Experiments are packaged as RO-Crate zip archives using the CLI tool (ropackager create) and submitted either via the CLI (ropackager push) or drag-and-drop in the web portal. Archives are validated against JSON Schema definitions and SHA-256 checksums on both client and server before ingestion.
Authentication is email-based via AWS Cognito with custom attributes for partner institution. Each user belongs to an institution, and experiments are tagged with the submitting institution. API keys can be generated per-user for CLI and CI/CD access, with full create/revoke lifecycle management through the portal.

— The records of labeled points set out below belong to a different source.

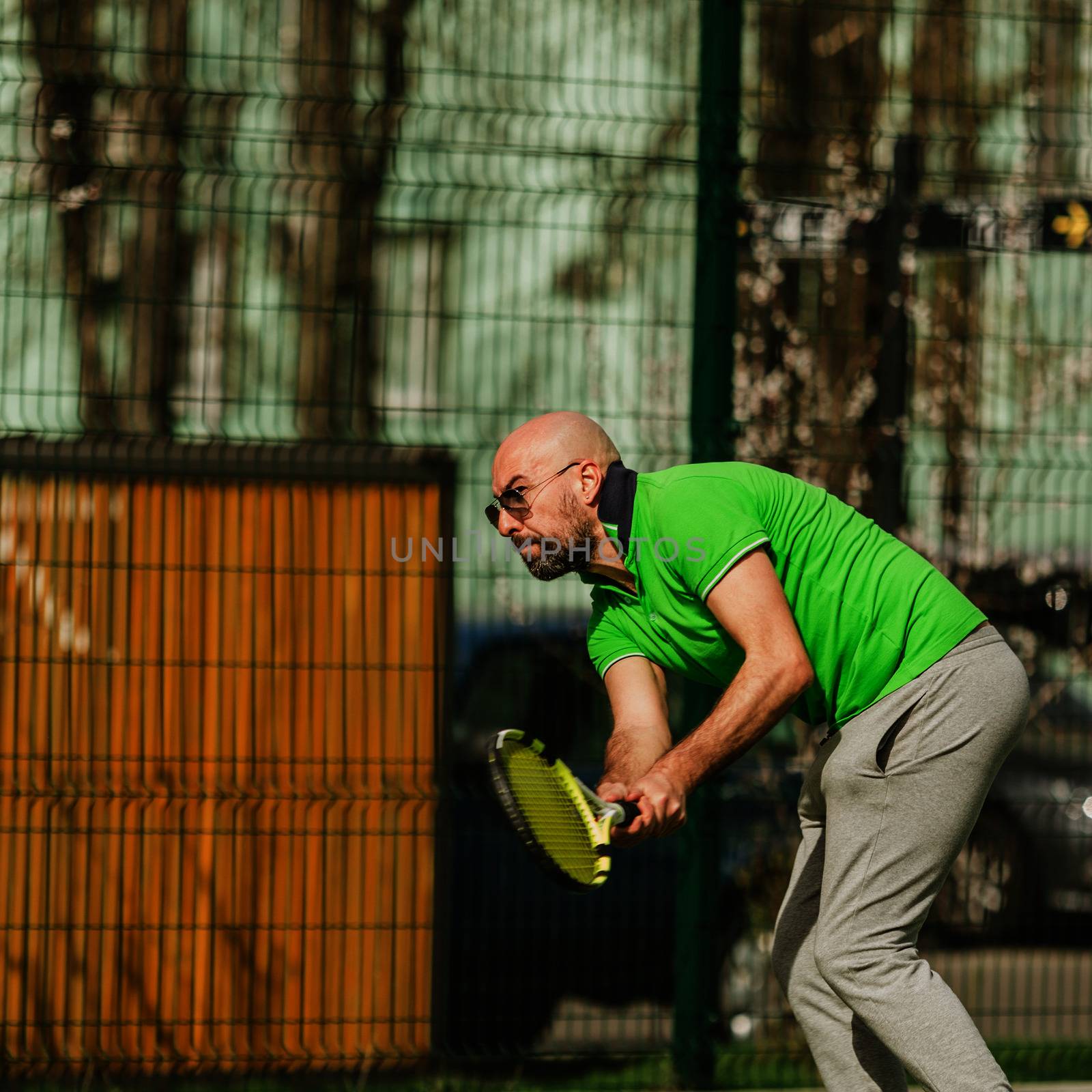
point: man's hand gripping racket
(558, 818)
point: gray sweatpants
(885, 809)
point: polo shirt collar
(616, 513)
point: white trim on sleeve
(729, 564)
(625, 655)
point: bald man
(789, 600)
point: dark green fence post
(697, 973)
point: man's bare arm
(751, 604)
(638, 693)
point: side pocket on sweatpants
(887, 743)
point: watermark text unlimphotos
(471, 545)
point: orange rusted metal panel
(218, 713)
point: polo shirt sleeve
(606, 642)
(715, 522)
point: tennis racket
(560, 819)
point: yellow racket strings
(555, 811)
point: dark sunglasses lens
(513, 502)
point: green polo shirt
(872, 613)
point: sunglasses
(515, 502)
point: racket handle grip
(629, 813)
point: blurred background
(278, 278)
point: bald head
(545, 444)
(560, 507)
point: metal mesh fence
(330, 229)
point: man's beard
(575, 546)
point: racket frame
(602, 815)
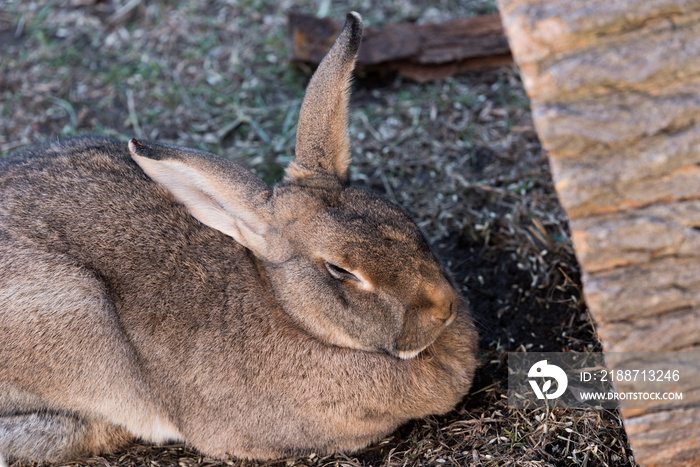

The exact structure depends on the schema, but a typical RO-Crate archive includes: ro-crate-metadata.jsonld (root descriptor), experiment/ (methodology and parameters), infrastructure/ (environment context), runs/ (raw measurement data), results/ (summary metrics and KPIs), provenance/provenance.jsonld (PROV-O chain), and manifest/checksums.sha256 (SHA-256 integrity verification). Software experiment schemas also include software/codemeta.jsonld for describing the codebase under test.
Yes. The CLI tool supports headless operation with API key authentication via flags, environment variables, or .env files. Archives can be created and pushed as part of automated build and test pipelines. The GraphQL API also supports direct integration for custom tooling.
The portal is built with React, Tailwind CSS, and Recharts. The backend runs on AWS Amplify Gen 2 with AppSync (GraphQL), Cognito (auth), DynamoDB (datastore), S3 (archive storage), and Lambda (serverless compute). The CLI is built in Go. Validation uses AJV (JSON Schema) with SHA-256 checksums for archive integrity.